ICBA executive director Kate Loadman said the opinion would be “deeply concerning”.
“While it appears IARC is now prepared to concede that aspartame presents no more of a hazard to consumers than using aloe vera, public health authorities should be deeply concerned that this leaked opinion contradicts decades of high-quality scientific evidence and could needlessly mislead consumers into consuming more sugar rather than choosing safe no- and low-sugar options – all on the basis of low-quality studies,” Loadman said.
Citing “two sources with knowledge of the process”, Reuters said an IRC ruling earlier this month will see aspartame labelled “possibly carcinogenic to humans” for the first time next month.
The IRC assesses whether something is a potential hazard and does not take into account how much of a product a person can safely consume.

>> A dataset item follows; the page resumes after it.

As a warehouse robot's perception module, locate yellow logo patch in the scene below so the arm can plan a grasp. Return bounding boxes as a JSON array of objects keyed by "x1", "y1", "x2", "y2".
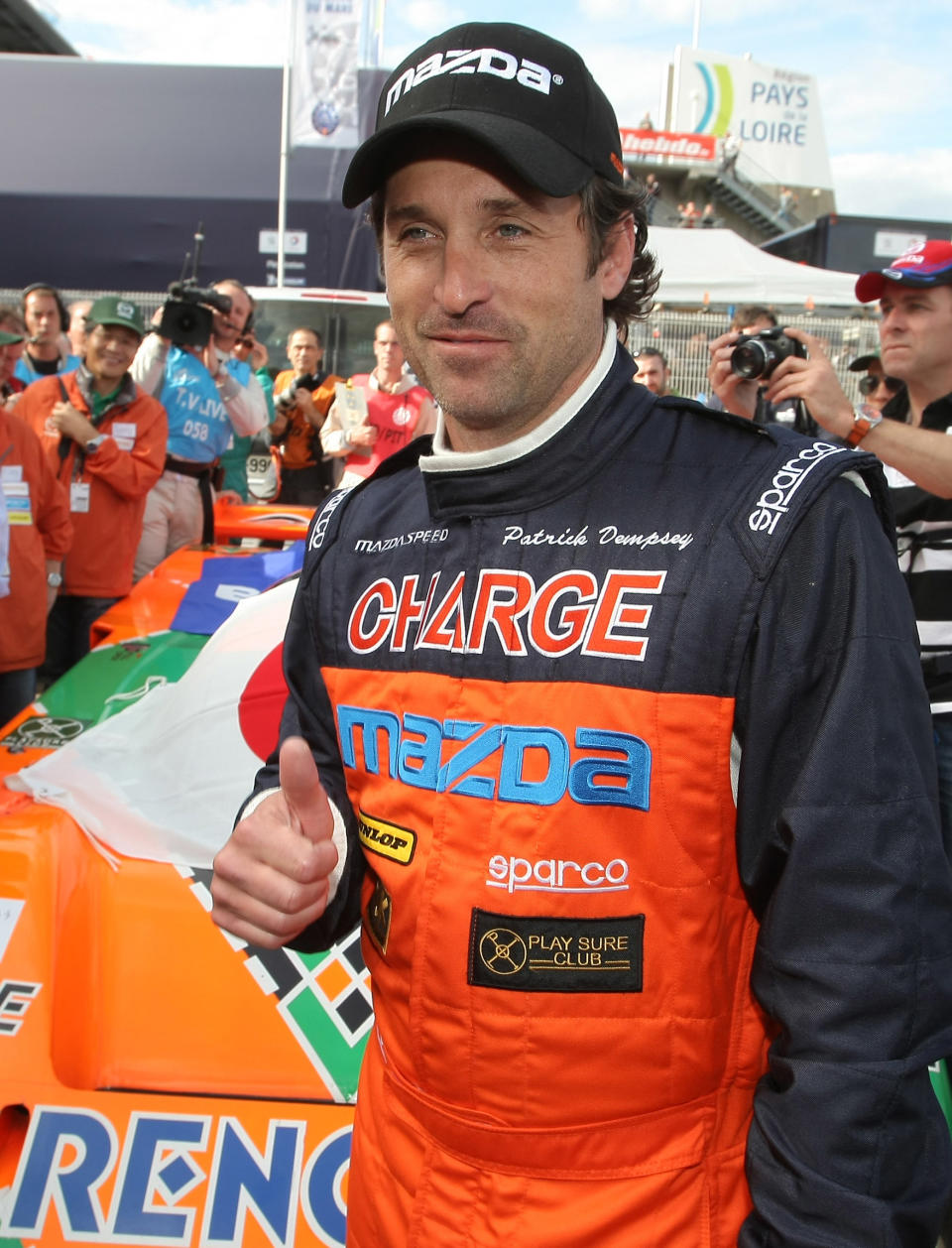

Loadman pointed to “the broader, more comprehensive food safety review underway by the WHO and the UN Food and Agriculture Organization (FAO) Joint Expert Committee on Food Additives (JECFA)” for more conclusive evidence.

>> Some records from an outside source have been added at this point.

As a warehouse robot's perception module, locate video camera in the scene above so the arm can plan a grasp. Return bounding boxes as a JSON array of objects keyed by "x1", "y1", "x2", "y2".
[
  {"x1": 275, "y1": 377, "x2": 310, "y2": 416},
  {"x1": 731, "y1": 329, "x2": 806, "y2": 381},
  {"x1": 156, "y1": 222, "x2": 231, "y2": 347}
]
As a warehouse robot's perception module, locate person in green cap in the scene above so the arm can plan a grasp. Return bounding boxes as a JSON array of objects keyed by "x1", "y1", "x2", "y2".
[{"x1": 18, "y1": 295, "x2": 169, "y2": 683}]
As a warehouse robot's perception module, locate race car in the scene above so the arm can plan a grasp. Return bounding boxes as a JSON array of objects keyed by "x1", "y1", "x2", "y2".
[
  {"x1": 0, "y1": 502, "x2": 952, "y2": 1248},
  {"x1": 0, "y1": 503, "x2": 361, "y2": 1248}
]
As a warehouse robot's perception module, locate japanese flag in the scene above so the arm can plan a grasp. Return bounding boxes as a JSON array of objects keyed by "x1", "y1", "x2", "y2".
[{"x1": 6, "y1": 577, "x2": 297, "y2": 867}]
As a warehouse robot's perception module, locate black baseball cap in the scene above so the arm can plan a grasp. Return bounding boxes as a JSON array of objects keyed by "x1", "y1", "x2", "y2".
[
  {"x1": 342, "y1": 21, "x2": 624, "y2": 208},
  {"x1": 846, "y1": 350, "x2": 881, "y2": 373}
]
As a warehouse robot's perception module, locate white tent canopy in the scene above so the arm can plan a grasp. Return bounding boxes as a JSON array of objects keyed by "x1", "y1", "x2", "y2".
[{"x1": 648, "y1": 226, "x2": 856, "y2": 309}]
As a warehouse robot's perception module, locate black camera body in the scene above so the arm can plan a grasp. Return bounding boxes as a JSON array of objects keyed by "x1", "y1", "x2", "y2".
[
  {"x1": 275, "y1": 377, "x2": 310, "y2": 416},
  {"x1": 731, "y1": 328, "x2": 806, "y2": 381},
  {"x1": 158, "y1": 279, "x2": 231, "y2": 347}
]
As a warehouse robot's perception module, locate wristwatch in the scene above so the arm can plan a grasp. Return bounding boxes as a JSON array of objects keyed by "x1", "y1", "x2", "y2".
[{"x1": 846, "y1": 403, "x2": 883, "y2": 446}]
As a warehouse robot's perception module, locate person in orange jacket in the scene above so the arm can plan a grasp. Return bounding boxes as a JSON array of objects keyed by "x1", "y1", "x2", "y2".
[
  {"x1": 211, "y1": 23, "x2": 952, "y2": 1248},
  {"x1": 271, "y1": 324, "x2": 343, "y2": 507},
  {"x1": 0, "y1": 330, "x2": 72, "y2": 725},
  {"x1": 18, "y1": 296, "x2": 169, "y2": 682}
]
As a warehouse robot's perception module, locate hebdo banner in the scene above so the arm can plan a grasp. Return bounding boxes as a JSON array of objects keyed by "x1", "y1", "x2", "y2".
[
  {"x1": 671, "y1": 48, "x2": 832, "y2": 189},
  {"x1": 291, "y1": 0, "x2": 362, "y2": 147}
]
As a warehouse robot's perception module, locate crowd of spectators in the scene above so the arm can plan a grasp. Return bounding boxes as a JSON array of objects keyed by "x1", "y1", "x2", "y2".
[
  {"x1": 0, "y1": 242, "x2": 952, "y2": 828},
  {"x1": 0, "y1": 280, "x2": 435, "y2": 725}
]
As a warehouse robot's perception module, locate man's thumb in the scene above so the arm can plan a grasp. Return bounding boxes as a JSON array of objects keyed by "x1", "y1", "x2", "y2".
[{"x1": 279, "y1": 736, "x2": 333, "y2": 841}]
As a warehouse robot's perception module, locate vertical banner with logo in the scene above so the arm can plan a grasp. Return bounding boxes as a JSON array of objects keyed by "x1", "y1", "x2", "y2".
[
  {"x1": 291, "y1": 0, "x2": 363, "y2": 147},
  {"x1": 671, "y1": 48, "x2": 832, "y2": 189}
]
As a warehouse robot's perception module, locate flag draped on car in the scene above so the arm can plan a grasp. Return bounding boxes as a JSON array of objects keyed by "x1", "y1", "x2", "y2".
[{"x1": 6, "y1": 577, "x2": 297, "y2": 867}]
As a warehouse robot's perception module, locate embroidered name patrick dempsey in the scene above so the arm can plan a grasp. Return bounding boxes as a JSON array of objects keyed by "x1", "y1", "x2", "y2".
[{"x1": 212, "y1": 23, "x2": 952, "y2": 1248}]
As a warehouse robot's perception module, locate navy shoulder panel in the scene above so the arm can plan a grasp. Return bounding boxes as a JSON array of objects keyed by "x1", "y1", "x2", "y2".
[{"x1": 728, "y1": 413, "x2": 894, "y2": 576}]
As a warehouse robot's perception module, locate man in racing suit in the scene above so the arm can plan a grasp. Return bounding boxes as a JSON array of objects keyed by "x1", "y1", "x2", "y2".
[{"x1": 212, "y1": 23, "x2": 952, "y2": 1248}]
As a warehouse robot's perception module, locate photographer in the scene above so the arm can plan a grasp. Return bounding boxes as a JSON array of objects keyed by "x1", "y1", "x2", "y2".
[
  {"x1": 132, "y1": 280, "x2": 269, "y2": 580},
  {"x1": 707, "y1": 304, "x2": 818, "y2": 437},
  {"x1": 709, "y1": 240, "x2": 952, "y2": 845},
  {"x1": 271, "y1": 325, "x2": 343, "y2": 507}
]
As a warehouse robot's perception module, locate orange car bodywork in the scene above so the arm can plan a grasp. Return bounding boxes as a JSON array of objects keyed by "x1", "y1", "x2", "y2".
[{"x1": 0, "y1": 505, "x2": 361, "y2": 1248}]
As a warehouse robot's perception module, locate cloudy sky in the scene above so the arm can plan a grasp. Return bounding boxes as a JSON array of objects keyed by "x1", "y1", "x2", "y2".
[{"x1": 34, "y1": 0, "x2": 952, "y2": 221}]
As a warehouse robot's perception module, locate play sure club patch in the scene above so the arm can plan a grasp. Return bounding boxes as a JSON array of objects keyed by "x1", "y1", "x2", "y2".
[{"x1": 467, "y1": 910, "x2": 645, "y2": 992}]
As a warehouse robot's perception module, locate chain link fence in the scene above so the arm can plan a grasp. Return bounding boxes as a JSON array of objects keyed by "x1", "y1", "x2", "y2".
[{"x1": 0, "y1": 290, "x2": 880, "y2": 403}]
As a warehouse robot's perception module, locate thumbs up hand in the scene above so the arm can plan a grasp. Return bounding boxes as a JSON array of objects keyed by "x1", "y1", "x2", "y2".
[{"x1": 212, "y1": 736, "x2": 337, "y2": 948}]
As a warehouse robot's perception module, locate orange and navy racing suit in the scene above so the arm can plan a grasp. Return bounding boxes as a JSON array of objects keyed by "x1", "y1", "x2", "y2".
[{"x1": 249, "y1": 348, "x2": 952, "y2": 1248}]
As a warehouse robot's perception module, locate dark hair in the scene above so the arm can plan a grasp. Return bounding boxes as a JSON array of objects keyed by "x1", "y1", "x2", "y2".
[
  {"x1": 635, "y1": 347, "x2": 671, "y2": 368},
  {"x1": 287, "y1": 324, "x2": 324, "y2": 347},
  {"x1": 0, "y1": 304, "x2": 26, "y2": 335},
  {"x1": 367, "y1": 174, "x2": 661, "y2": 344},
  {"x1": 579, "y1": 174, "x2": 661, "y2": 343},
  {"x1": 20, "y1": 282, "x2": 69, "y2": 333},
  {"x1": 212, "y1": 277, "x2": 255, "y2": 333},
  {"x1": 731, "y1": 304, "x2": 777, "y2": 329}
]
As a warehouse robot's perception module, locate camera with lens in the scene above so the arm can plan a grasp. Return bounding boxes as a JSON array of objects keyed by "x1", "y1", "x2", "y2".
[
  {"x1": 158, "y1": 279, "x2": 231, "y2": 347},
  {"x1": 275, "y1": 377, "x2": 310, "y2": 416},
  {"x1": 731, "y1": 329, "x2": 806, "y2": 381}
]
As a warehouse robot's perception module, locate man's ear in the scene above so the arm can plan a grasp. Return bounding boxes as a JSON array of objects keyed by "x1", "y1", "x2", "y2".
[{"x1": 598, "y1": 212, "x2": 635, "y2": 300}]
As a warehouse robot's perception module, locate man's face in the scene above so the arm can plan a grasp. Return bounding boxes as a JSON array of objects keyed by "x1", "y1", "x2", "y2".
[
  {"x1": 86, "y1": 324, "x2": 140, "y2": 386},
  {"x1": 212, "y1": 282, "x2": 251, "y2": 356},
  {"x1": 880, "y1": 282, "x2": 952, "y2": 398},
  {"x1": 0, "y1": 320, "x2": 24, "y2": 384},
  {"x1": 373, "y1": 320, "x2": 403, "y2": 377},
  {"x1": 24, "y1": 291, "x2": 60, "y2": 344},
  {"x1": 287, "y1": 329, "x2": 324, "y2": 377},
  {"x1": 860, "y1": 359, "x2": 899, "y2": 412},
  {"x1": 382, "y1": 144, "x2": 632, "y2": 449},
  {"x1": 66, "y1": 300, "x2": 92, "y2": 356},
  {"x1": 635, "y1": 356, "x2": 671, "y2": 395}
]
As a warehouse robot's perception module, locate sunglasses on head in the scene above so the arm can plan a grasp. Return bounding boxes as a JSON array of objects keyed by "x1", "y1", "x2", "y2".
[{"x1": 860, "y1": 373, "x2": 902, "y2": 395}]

She said: “Even IARC agrees it is not the appropriate authority to undertake risk assessment based on actual consumption and that it ‘does not make health recommendations.

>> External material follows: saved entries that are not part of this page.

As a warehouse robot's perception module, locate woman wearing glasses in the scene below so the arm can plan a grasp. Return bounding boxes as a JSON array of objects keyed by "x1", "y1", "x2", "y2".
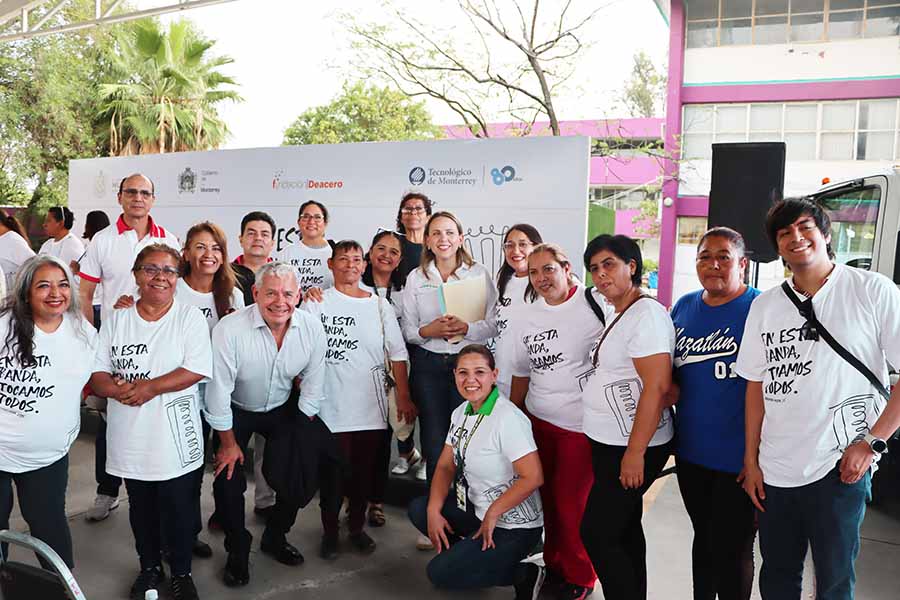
[
  {"x1": 91, "y1": 244, "x2": 212, "y2": 600},
  {"x1": 38, "y1": 206, "x2": 84, "y2": 267},
  {"x1": 276, "y1": 200, "x2": 334, "y2": 294},
  {"x1": 0, "y1": 208, "x2": 34, "y2": 290},
  {"x1": 397, "y1": 192, "x2": 432, "y2": 277},
  {"x1": 670, "y1": 227, "x2": 759, "y2": 600},
  {"x1": 504, "y1": 244, "x2": 603, "y2": 599},
  {"x1": 581, "y1": 235, "x2": 675, "y2": 600},
  {"x1": 494, "y1": 223, "x2": 544, "y2": 397}
]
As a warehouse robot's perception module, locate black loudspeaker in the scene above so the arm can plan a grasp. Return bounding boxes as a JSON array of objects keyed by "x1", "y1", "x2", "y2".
[{"x1": 708, "y1": 142, "x2": 785, "y2": 262}]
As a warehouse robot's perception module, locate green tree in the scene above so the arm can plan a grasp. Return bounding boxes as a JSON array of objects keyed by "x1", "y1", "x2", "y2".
[
  {"x1": 100, "y1": 19, "x2": 241, "y2": 155},
  {"x1": 619, "y1": 50, "x2": 666, "y2": 118},
  {"x1": 284, "y1": 82, "x2": 441, "y2": 145}
]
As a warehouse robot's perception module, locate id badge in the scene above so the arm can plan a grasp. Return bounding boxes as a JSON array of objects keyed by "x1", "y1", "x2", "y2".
[{"x1": 456, "y1": 480, "x2": 469, "y2": 512}]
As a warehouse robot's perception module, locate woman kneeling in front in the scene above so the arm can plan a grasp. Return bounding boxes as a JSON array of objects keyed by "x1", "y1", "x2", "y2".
[{"x1": 409, "y1": 344, "x2": 544, "y2": 600}]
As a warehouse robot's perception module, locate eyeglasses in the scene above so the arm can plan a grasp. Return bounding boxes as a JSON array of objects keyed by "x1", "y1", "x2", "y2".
[
  {"x1": 122, "y1": 188, "x2": 153, "y2": 198},
  {"x1": 503, "y1": 242, "x2": 534, "y2": 252},
  {"x1": 136, "y1": 265, "x2": 178, "y2": 279}
]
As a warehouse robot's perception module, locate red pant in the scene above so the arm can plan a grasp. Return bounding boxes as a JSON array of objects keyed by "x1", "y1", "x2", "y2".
[{"x1": 531, "y1": 415, "x2": 597, "y2": 588}]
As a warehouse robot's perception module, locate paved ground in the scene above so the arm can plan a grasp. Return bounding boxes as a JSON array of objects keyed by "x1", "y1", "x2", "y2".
[{"x1": 1, "y1": 412, "x2": 900, "y2": 600}]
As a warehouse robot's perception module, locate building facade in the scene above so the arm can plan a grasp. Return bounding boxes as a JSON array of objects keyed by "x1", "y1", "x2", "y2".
[{"x1": 655, "y1": 0, "x2": 900, "y2": 305}]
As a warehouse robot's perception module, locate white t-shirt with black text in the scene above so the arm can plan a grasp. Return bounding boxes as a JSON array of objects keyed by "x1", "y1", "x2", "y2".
[
  {"x1": 275, "y1": 241, "x2": 334, "y2": 294},
  {"x1": 175, "y1": 277, "x2": 244, "y2": 331},
  {"x1": 504, "y1": 285, "x2": 603, "y2": 432},
  {"x1": 584, "y1": 298, "x2": 675, "y2": 446},
  {"x1": 300, "y1": 288, "x2": 409, "y2": 433},
  {"x1": 491, "y1": 275, "x2": 528, "y2": 397},
  {"x1": 737, "y1": 265, "x2": 900, "y2": 487},
  {"x1": 94, "y1": 298, "x2": 212, "y2": 481},
  {"x1": 0, "y1": 312, "x2": 97, "y2": 473},
  {"x1": 445, "y1": 395, "x2": 544, "y2": 529}
]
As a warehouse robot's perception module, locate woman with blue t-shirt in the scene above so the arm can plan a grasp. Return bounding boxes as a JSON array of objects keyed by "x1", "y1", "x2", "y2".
[{"x1": 672, "y1": 227, "x2": 759, "y2": 600}]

“We remain confident in the safety of aspartame given the overwhelming weight of scientific evidence and positive safety determinations by food safety authorities in more than 90 countries around the world.”
Aspartame is an artificial non-saccharide sweetener commonly used in a range of CSDs and foods.
The substance has been approved for use in more than 90 countries worldwide despite some studies linking it to health problems including cancer, cardiovascular disease, Alzheimer’s disease, seizures, stroke and dementia.
The US Food and Drug Administration (FDA), however, has ruled the substance as safe five times since first approving it as a sweetener in 1974.
The discussion comes just a month after the WHO said replacing sugar with non-sugar sweeteners (NSS) in food and beverages does not help with weight control.